A more famous ejection happened when Lennon and his drinking buddy, singer-songwriter Harry Nilsson, were tossed out of the Troubadour rock club in West Hollywood in March 1974 for heckling the Smothers Brothers. “I got drunk and shouted,” Lennon reportedly recalled of the incident. “It was my first night on Brandy Alexanders — that’s brandy and milk, folks. I was with Harry Nilsson, who didn’t get as much [press] coverage as me, the bum. He encouraged me. I usually have someone there who says, ‘OK, Lennon. Shut up.’”

He reunited with Paul McCartney for a jam session

Despite the substance abuse, the period was a productive time in regards to music. Lennon completed three albums, Mind Games, Walls and Bridges and Rock ‘n’ Roll, as well as producing LP’s for Nilsson and former bandmate Ringo Starr. Surprisingly, the single “Whatever Gets You Through the Night,” from Walls and Bridges, was Lennon’s first solo No. 1 hit in the U.S., featuring Elton John on piano and backing vocals.

But it was an impromptu jam session on March 28, 1974, that ignited rumors of a possible Beatles comeback. Lennon was at Burbank Studios producing a single for Nilsson when McCartney and his wife Linda unexpectedly stopped by. “I jammed with Paul,” Lennon revealed in a later interview. “I did actually play with Paul. We did a lot of stuff in L.A., though there were 50 other people playing, all just watching me and Paul.”

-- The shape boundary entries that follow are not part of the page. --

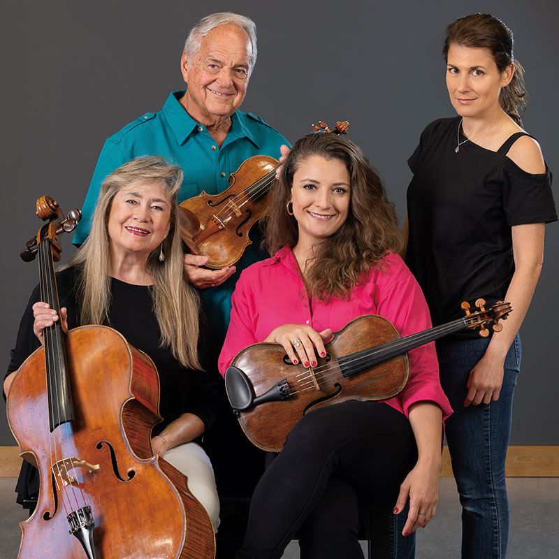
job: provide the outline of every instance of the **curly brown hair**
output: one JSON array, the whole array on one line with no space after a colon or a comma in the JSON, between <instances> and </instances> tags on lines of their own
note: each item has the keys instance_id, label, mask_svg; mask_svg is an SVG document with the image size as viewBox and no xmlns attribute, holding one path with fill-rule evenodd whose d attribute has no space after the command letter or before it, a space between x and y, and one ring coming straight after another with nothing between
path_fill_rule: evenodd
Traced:
<instances>
[{"instance_id":1,"label":"curly brown hair","mask_svg":"<svg viewBox=\"0 0 559 559\"><path fill-rule=\"evenodd\" d=\"M499 102L502 110L522 126L526 110L528 92L524 83L524 68L514 58L512 31L498 18L488 13L472 13L456 20L447 28L442 55L448 60L452 44L470 48L486 48L500 72L512 65L514 73L510 83L501 89Z\"/></svg>"},{"instance_id":2,"label":"curly brown hair","mask_svg":"<svg viewBox=\"0 0 559 559\"><path fill-rule=\"evenodd\" d=\"M314 133L291 148L270 193L270 217L264 226L264 244L270 255L285 245L297 244L298 228L287 213L295 172L312 156L338 159L351 181L349 212L344 224L317 247L305 272L309 295L324 300L329 294L347 298L365 281L371 266L382 267L389 250L398 251L402 238L398 218L377 171L361 150L345 138Z\"/></svg>"}]
</instances>

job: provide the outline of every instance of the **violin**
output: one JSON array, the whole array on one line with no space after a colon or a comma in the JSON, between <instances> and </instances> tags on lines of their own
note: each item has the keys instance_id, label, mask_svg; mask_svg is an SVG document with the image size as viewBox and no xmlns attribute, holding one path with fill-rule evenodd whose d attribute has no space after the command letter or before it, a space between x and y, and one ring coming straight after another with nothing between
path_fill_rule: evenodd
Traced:
<instances>
[{"instance_id":1,"label":"violin","mask_svg":"<svg viewBox=\"0 0 559 559\"><path fill-rule=\"evenodd\" d=\"M227 397L245 434L256 447L279 452L296 423L308 412L348 400L386 400L398 394L409 377L409 349L457 332L480 327L489 335L512 311L510 303L498 301L435 328L401 337L386 319L365 314L335 332L325 345L326 355L317 357L316 367L294 365L277 344L253 344L240 351L225 371Z\"/></svg>"},{"instance_id":2,"label":"violin","mask_svg":"<svg viewBox=\"0 0 559 559\"><path fill-rule=\"evenodd\" d=\"M22 258L38 256L41 299L60 316L53 262L64 217L49 196L37 201L49 223ZM208 559L215 541L186 477L152 456L161 421L151 359L102 326L44 331L44 346L24 362L8 395L8 421L20 456L39 470L35 511L20 523L18 558Z\"/></svg>"},{"instance_id":3,"label":"violin","mask_svg":"<svg viewBox=\"0 0 559 559\"><path fill-rule=\"evenodd\" d=\"M315 132L347 134L349 123L338 121L331 130L321 120ZM205 191L179 205L180 234L188 250L210 259L205 266L217 269L233 266L252 242L249 231L268 215L266 194L275 179L280 161L255 155L243 161L229 177L231 184L220 194Z\"/></svg>"}]
</instances>

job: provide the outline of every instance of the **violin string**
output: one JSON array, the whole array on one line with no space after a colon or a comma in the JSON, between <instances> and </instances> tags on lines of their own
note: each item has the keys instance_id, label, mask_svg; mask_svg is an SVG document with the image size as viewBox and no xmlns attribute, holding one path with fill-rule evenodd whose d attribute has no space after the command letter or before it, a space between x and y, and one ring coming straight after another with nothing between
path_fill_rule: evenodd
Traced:
<instances>
[{"instance_id":1,"label":"violin string","mask_svg":"<svg viewBox=\"0 0 559 559\"><path fill-rule=\"evenodd\" d=\"M391 346L391 349L396 349L396 348L404 348L407 346L410 342L410 338L414 338L414 341L419 342L419 345L423 345L428 341L431 341L433 334L434 333L434 331L437 331L437 333L443 333L444 335L447 335L447 333L450 333L450 332L456 330L456 326L458 324L462 324L465 325L467 321L467 317L458 319L456 321L453 322L450 322L447 324L444 324L442 326L439 326L435 328L430 328L429 330L424 331L423 332L419 332L417 334L412 334L410 336L407 336L405 337L400 338L398 340L395 340L394 343ZM380 348L380 349L379 349ZM414 348L412 348L414 349ZM384 351L386 351L386 348L383 348L382 346L376 346L375 347L371 348L371 351L368 352L365 355L358 356L353 359L349 359L349 361L344 363L344 365L356 365L359 364L360 362L365 361L368 359L370 359L372 357L378 355L379 354L382 353ZM405 351L402 351L405 353ZM297 392L292 392L290 393L298 393L298 392L312 389L314 388L314 384L312 381L312 376L314 373L314 376L317 379L317 381L324 382L325 380L328 380L333 376L335 376L340 372L340 365L338 364L337 361L335 361L333 363L327 363L323 365L320 365L319 367L313 368L312 368L312 373L310 372L310 370L306 369L304 372L299 373L298 375L294 375L291 377L288 377L286 379L286 382L289 384L296 384L301 385L303 384L302 382L305 382L304 384L309 384L311 386L308 386L307 388L303 388ZM306 375L305 375L306 374ZM298 377L302 377L301 378L297 378ZM309 380L310 379L310 380Z\"/></svg>"},{"instance_id":2,"label":"violin string","mask_svg":"<svg viewBox=\"0 0 559 559\"><path fill-rule=\"evenodd\" d=\"M261 177L255 182L254 182L250 186L247 187L240 194L238 194L238 196L235 198L235 201L238 203L237 206L238 208L241 208L247 201L250 199L254 198L256 197L261 192L265 191L267 188L269 187L270 184L272 184L274 178L275 177L275 168L273 169L272 170L267 173L264 175L263 177ZM227 204L228 205L228 204ZM219 212L217 215L221 215L221 214L225 211L226 208L224 208L220 212ZM233 210L234 212L234 210ZM226 216L224 219L227 219L231 215L231 213L229 213L228 215Z\"/></svg>"}]
</instances>

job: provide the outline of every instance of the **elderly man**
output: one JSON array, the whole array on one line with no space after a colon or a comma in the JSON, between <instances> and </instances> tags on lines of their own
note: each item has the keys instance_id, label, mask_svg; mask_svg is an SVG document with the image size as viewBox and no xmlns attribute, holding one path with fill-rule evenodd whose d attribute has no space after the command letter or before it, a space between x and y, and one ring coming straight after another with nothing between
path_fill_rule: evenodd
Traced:
<instances>
[{"instance_id":1,"label":"elderly man","mask_svg":"<svg viewBox=\"0 0 559 559\"><path fill-rule=\"evenodd\" d=\"M194 26L180 59L186 91L170 94L161 110L146 112L105 142L75 245L80 245L89 234L103 180L133 157L157 154L180 165L184 170L180 202L202 190L222 192L229 185L230 174L253 155L280 157L280 147L287 143L286 139L259 117L239 110L256 60L256 26L248 17L215 13ZM256 250L245 251L237 268L240 271L258 259ZM228 324L236 268L199 268L206 261L205 257L185 256L191 281L198 287L210 288L205 290L204 298L221 342Z\"/></svg>"}]
</instances>

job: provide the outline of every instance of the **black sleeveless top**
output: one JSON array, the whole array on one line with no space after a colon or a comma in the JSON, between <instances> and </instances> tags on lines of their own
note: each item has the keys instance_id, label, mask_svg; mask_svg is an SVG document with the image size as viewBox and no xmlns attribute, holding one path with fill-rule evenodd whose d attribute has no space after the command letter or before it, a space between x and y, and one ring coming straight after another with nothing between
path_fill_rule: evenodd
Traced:
<instances>
[{"instance_id":1,"label":"black sleeveless top","mask_svg":"<svg viewBox=\"0 0 559 559\"><path fill-rule=\"evenodd\" d=\"M465 142L456 153L460 123L460 117L432 122L408 160L414 177L406 263L435 325L463 316L463 300L482 297L491 304L504 297L514 272L511 226L557 219L547 166L533 175L507 157L525 132L497 152Z\"/></svg>"}]
</instances>

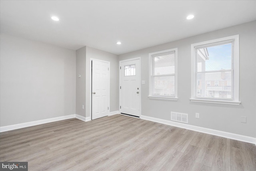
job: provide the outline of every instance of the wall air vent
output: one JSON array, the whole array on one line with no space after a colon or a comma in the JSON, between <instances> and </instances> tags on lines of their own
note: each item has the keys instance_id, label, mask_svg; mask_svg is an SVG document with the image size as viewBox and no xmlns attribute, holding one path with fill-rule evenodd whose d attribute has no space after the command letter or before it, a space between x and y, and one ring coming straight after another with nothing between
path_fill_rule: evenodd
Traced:
<instances>
[{"instance_id":1,"label":"wall air vent","mask_svg":"<svg viewBox=\"0 0 256 171\"><path fill-rule=\"evenodd\" d=\"M171 120L188 123L188 115L187 113L171 111Z\"/></svg>"}]
</instances>

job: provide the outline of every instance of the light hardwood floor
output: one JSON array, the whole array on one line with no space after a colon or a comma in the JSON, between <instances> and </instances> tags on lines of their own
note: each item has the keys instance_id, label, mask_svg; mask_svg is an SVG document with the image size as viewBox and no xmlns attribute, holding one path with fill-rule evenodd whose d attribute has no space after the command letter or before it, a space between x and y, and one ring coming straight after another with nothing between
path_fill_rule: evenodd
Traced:
<instances>
[{"instance_id":1,"label":"light hardwood floor","mask_svg":"<svg viewBox=\"0 0 256 171\"><path fill-rule=\"evenodd\" d=\"M116 115L0 133L1 161L29 171L256 171L256 146Z\"/></svg>"}]
</instances>

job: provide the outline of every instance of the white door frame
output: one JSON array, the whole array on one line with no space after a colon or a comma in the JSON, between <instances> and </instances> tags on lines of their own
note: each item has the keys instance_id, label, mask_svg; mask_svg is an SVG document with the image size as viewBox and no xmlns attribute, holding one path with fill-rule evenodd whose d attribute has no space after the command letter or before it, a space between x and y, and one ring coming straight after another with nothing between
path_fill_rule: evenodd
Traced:
<instances>
[{"instance_id":1,"label":"white door frame","mask_svg":"<svg viewBox=\"0 0 256 171\"><path fill-rule=\"evenodd\" d=\"M127 61L132 61L134 60L139 60L139 61L140 61L140 75L139 76L139 89L140 89L140 93L139 94L139 102L140 103L140 104L139 104L139 106L140 107L140 110L139 110L139 117L140 117L140 116L141 115L141 92L142 92L142 89L141 89L141 81L140 80L140 78L141 78L141 60L140 60L140 57L137 57L137 58L131 58L131 59L128 59L127 60L123 60L122 61L119 61L119 68L120 68L120 67L121 67L121 63L122 62L126 62ZM119 70L119 86L118 88L119 89L119 109L120 109L120 106L121 106L121 102L120 102L120 99L121 99L121 93L120 93L120 91L121 91L121 90L120 89L120 85L121 85L121 75L120 74L120 70ZM121 113L121 111L120 111L120 113ZM122 114L121 114L122 115ZM130 115L126 115L127 116L131 116L132 117L135 117L134 116L130 116Z\"/></svg>"},{"instance_id":2,"label":"white door frame","mask_svg":"<svg viewBox=\"0 0 256 171\"><path fill-rule=\"evenodd\" d=\"M96 60L98 61L101 61L102 62L104 62L108 63L109 64L109 72L108 73L108 80L109 80L109 82L108 82L109 85L108 85L108 114L109 114L110 111L110 62L109 61L104 61L103 60L98 60L98 59L95 58L90 58L90 119L92 120L92 61L94 60Z\"/></svg>"}]
</instances>

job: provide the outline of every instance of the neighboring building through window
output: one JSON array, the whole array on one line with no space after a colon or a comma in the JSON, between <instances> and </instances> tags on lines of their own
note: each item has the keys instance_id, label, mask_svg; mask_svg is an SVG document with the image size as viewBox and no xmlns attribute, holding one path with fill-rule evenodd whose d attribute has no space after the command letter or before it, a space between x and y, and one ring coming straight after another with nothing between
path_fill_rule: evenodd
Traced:
<instances>
[{"instance_id":1,"label":"neighboring building through window","mask_svg":"<svg viewBox=\"0 0 256 171\"><path fill-rule=\"evenodd\" d=\"M239 105L239 35L191 45L192 101Z\"/></svg>"},{"instance_id":2,"label":"neighboring building through window","mask_svg":"<svg viewBox=\"0 0 256 171\"><path fill-rule=\"evenodd\" d=\"M177 99L177 48L149 54L150 98Z\"/></svg>"}]
</instances>

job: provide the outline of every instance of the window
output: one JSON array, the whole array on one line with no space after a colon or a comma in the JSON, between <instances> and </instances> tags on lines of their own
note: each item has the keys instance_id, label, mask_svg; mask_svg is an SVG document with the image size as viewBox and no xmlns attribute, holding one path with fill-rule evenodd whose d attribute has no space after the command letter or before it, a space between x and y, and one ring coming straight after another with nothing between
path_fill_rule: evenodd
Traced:
<instances>
[{"instance_id":1,"label":"window","mask_svg":"<svg viewBox=\"0 0 256 171\"><path fill-rule=\"evenodd\" d=\"M177 50L149 54L150 98L177 99Z\"/></svg>"},{"instance_id":2,"label":"window","mask_svg":"<svg viewBox=\"0 0 256 171\"><path fill-rule=\"evenodd\" d=\"M192 101L240 103L239 51L238 35L191 45Z\"/></svg>"},{"instance_id":3,"label":"window","mask_svg":"<svg viewBox=\"0 0 256 171\"><path fill-rule=\"evenodd\" d=\"M135 65L124 66L124 76L135 76Z\"/></svg>"},{"instance_id":4,"label":"window","mask_svg":"<svg viewBox=\"0 0 256 171\"><path fill-rule=\"evenodd\" d=\"M219 86L219 81L215 81L214 82L214 86Z\"/></svg>"}]
</instances>

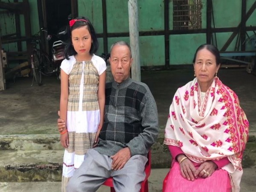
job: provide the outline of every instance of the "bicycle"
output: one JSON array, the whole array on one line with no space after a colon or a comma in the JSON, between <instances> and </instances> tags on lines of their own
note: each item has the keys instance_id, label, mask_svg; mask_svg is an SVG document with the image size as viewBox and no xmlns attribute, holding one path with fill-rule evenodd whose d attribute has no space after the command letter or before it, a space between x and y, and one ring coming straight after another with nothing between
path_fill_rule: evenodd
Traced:
<instances>
[{"instance_id":1,"label":"bicycle","mask_svg":"<svg viewBox=\"0 0 256 192\"><path fill-rule=\"evenodd\" d=\"M33 50L31 55L31 67L33 71L34 79L38 85L42 84L42 74L49 76L55 73L57 75L59 70L59 66L55 64L50 56L42 48L40 35L41 32L46 32L47 34L47 40L49 40L51 36L48 35L47 31L41 28L40 30L33 36L31 43L33 45Z\"/></svg>"}]
</instances>

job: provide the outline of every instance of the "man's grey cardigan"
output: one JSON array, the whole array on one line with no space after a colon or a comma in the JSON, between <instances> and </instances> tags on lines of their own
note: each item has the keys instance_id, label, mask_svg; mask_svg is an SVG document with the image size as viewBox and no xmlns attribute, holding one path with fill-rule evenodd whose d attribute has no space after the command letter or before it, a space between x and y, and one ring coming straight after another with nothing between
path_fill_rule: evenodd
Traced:
<instances>
[{"instance_id":1,"label":"man's grey cardigan","mask_svg":"<svg viewBox=\"0 0 256 192\"><path fill-rule=\"evenodd\" d=\"M146 155L158 134L154 99L148 86L129 78L106 85L104 124L94 149L108 156L128 147L132 156Z\"/></svg>"}]
</instances>

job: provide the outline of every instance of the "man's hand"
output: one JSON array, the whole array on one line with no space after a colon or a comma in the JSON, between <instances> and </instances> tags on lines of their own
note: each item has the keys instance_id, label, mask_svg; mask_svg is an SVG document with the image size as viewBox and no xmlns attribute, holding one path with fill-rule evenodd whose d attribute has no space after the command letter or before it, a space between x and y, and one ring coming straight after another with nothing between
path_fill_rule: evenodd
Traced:
<instances>
[{"instance_id":1,"label":"man's hand","mask_svg":"<svg viewBox=\"0 0 256 192\"><path fill-rule=\"evenodd\" d=\"M58 115L60 116L60 111L58 111ZM64 120L58 118L58 129L59 132L60 133L64 130L66 128L66 123L64 122Z\"/></svg>"},{"instance_id":2,"label":"man's hand","mask_svg":"<svg viewBox=\"0 0 256 192\"><path fill-rule=\"evenodd\" d=\"M213 161L207 161L202 163L196 170L195 174L202 178L210 177L218 168Z\"/></svg>"},{"instance_id":3,"label":"man's hand","mask_svg":"<svg viewBox=\"0 0 256 192\"><path fill-rule=\"evenodd\" d=\"M112 169L115 171L120 170L131 158L131 151L128 147L126 147L122 149L111 157L113 159Z\"/></svg>"},{"instance_id":4,"label":"man's hand","mask_svg":"<svg viewBox=\"0 0 256 192\"><path fill-rule=\"evenodd\" d=\"M98 128L98 130L96 133L96 135L95 135L95 139L94 140L94 144L93 145L93 147L96 147L98 145L98 142L99 142L99 133L101 130L102 128L100 125L99 125Z\"/></svg>"},{"instance_id":5,"label":"man's hand","mask_svg":"<svg viewBox=\"0 0 256 192\"><path fill-rule=\"evenodd\" d=\"M177 157L178 161L180 161L180 159L185 157L184 154L180 154ZM185 179L186 178L189 180L193 181L195 178L197 178L197 175L196 175L196 169L194 165L188 158L186 158L182 161L180 163L180 169L181 175Z\"/></svg>"}]
</instances>

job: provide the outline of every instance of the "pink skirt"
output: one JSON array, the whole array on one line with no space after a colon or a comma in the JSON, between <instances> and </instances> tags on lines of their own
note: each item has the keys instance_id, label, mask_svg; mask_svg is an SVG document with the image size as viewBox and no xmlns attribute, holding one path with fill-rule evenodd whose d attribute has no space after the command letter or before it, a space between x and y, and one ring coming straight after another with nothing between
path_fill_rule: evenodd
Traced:
<instances>
[{"instance_id":1,"label":"pink skirt","mask_svg":"<svg viewBox=\"0 0 256 192\"><path fill-rule=\"evenodd\" d=\"M179 163L175 162L170 170L164 192L230 192L231 189L226 171L218 169L209 177L198 177L192 181L182 177Z\"/></svg>"}]
</instances>

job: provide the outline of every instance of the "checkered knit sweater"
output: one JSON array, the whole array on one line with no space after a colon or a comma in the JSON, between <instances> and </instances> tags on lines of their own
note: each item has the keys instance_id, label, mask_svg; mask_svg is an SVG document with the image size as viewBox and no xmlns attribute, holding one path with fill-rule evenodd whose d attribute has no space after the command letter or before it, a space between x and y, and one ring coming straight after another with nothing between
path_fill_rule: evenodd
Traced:
<instances>
[{"instance_id":1,"label":"checkered knit sweater","mask_svg":"<svg viewBox=\"0 0 256 192\"><path fill-rule=\"evenodd\" d=\"M106 85L104 124L100 153L113 155L128 147L132 156L146 155L158 134L156 104L148 87L131 78Z\"/></svg>"}]
</instances>

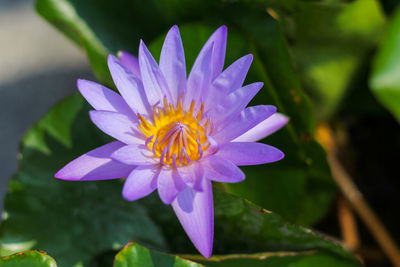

The session is the only known instance of Lennon and McCartney playing together between the breakup of The Beatles in 1970 and Lennon’s murder in 1980. The tape of the session was released on the bootleg A Toot and a Snore in ‘74 but produced nothing musically substantial.

READ More:   How to Tell if a Cat is Pregnant

A subsequent reunion between the two was reportedly being discussed, with Lennon planning to meet McCartney in New Orleans where the latter, along with his band Wings, would be recording the album Venus and Mars in early 1975. In her memoir, Pang wrote that Lennon was open to the notion. “He kept bringing up the trip, and each time he mentioned it he grew more enthusiastic,” she says in Loving John: The Untold Story.

Lennon eventually reunited with Yoko Ono and went on to have a son with her

But the anticipated meeting in New Orleans would never come to pass. Around the same time, Ono had reached out to Lennon requesting he visit their apartment at The Dakota in New York regarding a treatment she thought would end his nicotine addiction. Lennon, who said he spoke with Ono almost daily during his “lost weekend” and begged to be allowed to return home, would remain with his wife from then on. Their son Sean would be born in October 1975.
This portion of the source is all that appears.